Téhéran a déposé à la Conférence des parties au TNP des Nations unies, le 4 mai 2010, une proposition de « Création d’une zone exempte d’armes nucléaires au Moyen-Orient » [1]. Celle-ci a été bien accueillie par tous les États de la région, à l’exception d’Israël. En effet, Tel-Aviv, qui a bénéficié de transferts de technologie française des hauts-fonctionnaires de la IV° République, détient la bombe atomique [2].
Les sionistes révisionnistes partagent le culte du « crépuscule des dieux » avec leurs amis nazis. Ils se réfèrent quant à eux, non pas à Siegfried, mais à Samson : un héros juif antique qui fit effondrer le palais des Philistins en se tuant lui-même.
Enfin, si Washington n’intervient pas aux côtés de Tel-Aviv et n’utilise pas sa bombe pénétrante pour tenter de détruire la centrale de Fordo, les Forces de défense israéliennes (FDI) pourraient recourir à « l’option Samson » [3], c’est-à-dire à la destruction atomique de l’Iran, même si elles devaient subir une réplique nucléaire. [4]
Le général Mohsen Rezaee, officier supérieur du Corps des gardiens de la révolution et membre du Conseil de sécurité nationale iranien, a déclaré dans une interview, le 14 juin, que « le Pakistan nous a assuré que si Israël utilise une bombe nucléaire contre l’Iran, il attaquera également Israël avec une bombe nucléaire ». Toutefois Khwaja Asif, ministre pakistanais de la Défense, n’a pas confirmé ces propos. Sans les démentir, il a simplement déclaré : « Israël a ciblé l’Iran, le Yémen et la Palestine. Si les pays musulmans ne s’unissent pas maintenant, chacun subira le même sort. Nous soutenons l’Iran et le défendrons dans toutes les enceintes internationales pour protéger ses intérêts ».

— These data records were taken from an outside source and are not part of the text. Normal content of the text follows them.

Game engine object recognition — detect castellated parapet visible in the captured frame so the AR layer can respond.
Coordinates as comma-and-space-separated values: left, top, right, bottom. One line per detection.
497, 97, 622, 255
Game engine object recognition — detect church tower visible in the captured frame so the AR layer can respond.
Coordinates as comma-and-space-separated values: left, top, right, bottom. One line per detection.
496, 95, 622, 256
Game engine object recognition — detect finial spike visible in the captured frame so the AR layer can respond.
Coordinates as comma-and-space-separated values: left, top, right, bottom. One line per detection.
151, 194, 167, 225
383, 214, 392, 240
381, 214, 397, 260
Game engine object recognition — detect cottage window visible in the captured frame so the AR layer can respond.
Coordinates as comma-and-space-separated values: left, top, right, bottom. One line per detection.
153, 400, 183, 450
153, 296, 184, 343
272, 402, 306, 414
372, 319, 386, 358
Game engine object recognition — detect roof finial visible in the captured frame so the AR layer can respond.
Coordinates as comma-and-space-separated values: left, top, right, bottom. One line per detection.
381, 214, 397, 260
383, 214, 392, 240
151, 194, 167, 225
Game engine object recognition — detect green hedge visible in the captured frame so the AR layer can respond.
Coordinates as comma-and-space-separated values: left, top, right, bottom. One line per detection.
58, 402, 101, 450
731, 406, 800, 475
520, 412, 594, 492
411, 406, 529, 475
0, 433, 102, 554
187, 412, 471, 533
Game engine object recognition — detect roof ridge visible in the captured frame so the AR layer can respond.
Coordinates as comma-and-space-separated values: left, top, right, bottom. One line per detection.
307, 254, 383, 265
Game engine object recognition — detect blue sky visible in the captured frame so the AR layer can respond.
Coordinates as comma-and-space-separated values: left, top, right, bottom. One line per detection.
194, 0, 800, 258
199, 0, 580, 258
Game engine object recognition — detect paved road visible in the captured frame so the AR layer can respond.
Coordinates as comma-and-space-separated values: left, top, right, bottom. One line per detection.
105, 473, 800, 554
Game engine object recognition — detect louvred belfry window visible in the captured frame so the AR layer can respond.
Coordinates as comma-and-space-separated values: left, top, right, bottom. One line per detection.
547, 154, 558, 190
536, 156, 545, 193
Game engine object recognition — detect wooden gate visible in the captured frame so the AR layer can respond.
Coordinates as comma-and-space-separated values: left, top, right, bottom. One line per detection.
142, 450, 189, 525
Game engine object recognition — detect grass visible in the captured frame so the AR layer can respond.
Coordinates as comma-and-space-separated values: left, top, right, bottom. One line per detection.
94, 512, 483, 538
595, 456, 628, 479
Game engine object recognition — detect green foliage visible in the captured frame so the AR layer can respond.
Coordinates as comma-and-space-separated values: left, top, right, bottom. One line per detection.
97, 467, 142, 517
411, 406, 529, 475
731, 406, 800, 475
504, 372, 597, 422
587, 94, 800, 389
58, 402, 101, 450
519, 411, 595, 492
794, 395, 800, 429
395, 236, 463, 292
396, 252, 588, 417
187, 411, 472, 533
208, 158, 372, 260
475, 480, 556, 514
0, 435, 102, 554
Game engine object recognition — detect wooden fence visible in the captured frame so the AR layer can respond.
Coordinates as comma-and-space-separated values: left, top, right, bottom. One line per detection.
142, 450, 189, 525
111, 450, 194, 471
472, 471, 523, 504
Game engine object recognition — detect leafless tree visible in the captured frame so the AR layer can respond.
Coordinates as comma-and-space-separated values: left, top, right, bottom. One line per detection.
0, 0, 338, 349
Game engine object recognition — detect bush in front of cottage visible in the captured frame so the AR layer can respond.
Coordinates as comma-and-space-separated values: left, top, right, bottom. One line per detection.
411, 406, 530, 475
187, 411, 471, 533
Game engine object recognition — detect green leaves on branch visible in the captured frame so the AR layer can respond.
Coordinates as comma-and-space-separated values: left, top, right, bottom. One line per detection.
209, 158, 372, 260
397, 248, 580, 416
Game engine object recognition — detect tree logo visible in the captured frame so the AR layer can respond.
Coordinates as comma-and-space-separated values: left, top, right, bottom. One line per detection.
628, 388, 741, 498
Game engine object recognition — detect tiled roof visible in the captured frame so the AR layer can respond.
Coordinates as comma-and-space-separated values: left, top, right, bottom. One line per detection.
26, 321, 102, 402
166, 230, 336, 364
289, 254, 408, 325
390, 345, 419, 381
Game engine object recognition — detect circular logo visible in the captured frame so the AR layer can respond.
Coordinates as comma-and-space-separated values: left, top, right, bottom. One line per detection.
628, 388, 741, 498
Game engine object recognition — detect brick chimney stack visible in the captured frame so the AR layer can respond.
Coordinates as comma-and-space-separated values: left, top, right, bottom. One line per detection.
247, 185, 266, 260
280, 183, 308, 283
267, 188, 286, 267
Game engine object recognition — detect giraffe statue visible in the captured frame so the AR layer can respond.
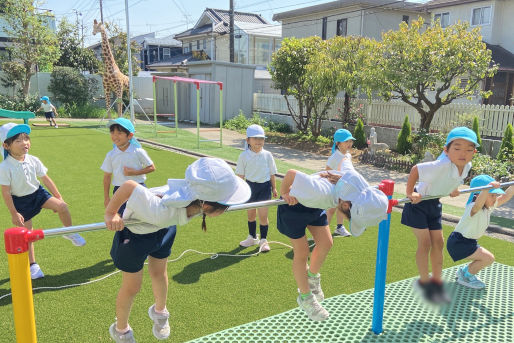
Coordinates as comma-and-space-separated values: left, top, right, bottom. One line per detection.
93, 19, 129, 119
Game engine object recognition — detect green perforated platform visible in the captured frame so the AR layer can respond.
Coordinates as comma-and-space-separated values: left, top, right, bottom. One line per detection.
186, 263, 514, 343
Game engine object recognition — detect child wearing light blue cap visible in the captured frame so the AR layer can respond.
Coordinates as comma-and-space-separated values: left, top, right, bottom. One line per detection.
446, 175, 514, 289
401, 127, 478, 303
0, 123, 86, 279
38, 96, 59, 129
326, 129, 355, 237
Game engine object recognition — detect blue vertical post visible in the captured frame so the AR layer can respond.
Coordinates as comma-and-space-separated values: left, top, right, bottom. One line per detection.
371, 180, 394, 335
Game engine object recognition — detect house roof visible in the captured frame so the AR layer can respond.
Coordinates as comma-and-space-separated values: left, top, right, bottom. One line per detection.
175, 8, 269, 39
485, 43, 514, 71
273, 0, 423, 21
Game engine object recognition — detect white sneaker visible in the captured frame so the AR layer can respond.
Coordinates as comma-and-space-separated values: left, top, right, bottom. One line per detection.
296, 294, 330, 321
334, 226, 352, 237
62, 233, 86, 247
148, 304, 170, 339
239, 235, 259, 248
109, 323, 136, 343
30, 263, 45, 280
259, 238, 271, 252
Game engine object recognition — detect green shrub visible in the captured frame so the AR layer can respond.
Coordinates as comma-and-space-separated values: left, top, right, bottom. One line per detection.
497, 123, 514, 163
473, 116, 484, 152
396, 116, 412, 155
353, 119, 368, 149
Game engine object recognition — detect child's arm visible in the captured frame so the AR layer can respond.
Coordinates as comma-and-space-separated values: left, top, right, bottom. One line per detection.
496, 186, 514, 206
104, 180, 138, 231
405, 165, 422, 204
280, 169, 298, 205
269, 174, 278, 198
103, 172, 112, 207
2, 185, 25, 226
41, 175, 62, 200
123, 164, 155, 176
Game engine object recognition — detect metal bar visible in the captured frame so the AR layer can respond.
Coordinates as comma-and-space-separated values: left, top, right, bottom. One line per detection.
396, 181, 514, 204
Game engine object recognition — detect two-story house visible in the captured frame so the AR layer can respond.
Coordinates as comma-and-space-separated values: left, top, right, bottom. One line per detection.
423, 0, 514, 106
273, 0, 429, 40
175, 8, 282, 65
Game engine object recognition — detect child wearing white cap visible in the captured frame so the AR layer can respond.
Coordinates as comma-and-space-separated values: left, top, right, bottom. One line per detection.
277, 169, 388, 321
0, 123, 86, 279
446, 175, 514, 289
105, 158, 250, 343
236, 124, 277, 252
325, 129, 355, 237
401, 127, 478, 303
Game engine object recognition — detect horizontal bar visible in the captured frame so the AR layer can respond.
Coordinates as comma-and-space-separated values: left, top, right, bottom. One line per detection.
397, 181, 514, 204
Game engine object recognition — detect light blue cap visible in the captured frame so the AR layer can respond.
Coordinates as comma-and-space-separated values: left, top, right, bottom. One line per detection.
445, 126, 480, 148
332, 129, 355, 153
467, 174, 505, 204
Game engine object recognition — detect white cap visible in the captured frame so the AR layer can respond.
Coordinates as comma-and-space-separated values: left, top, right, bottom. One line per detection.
159, 157, 251, 207
246, 124, 266, 138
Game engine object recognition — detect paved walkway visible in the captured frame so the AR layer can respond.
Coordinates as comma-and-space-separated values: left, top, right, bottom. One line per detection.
180, 127, 508, 229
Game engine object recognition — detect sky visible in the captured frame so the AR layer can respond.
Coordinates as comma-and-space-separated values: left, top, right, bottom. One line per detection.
38, 0, 427, 46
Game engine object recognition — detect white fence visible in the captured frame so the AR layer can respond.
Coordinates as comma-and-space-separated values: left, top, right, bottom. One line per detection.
253, 93, 514, 137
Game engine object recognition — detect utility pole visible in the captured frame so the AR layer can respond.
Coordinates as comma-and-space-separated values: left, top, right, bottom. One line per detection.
229, 0, 234, 63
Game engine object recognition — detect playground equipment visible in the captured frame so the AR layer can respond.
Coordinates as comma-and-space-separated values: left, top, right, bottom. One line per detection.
4, 180, 514, 343
0, 108, 36, 125
153, 76, 223, 148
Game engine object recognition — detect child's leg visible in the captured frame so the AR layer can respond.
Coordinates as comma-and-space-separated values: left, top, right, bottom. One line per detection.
148, 256, 168, 312
116, 270, 143, 332
412, 228, 432, 283
307, 225, 334, 274
429, 230, 444, 281
468, 247, 494, 275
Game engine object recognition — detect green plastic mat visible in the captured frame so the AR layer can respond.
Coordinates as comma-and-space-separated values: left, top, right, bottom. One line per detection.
190, 263, 514, 343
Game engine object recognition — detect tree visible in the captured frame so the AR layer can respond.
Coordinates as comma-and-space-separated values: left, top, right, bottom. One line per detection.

Il n’est pas du tout certain que les bombes pénétrantes GBU-57 aient eu la capacité de pénétrer la base souterraine de Fordo. Celle-ci a été creusée sous 80 mètres de granit. Pour la détruire, il faudrait tirer successivement plusieurs GBU-57 dans le même trou.
En définitive, l’administration Trump avait la conviction, ainsi que l’a dit Karoline Leavitt, la porte-parole de la Maison-Blanche : « Soyons très clairs, l’Iran a tout ce qui est nécessaire pour arriver à une arme nucléaire. Tout ce dont ils ont besoin, c’est d’une décision du guide suprême en ce sens, et cela leur prendrait une quinzaine de jours pour achever la production de cette arme »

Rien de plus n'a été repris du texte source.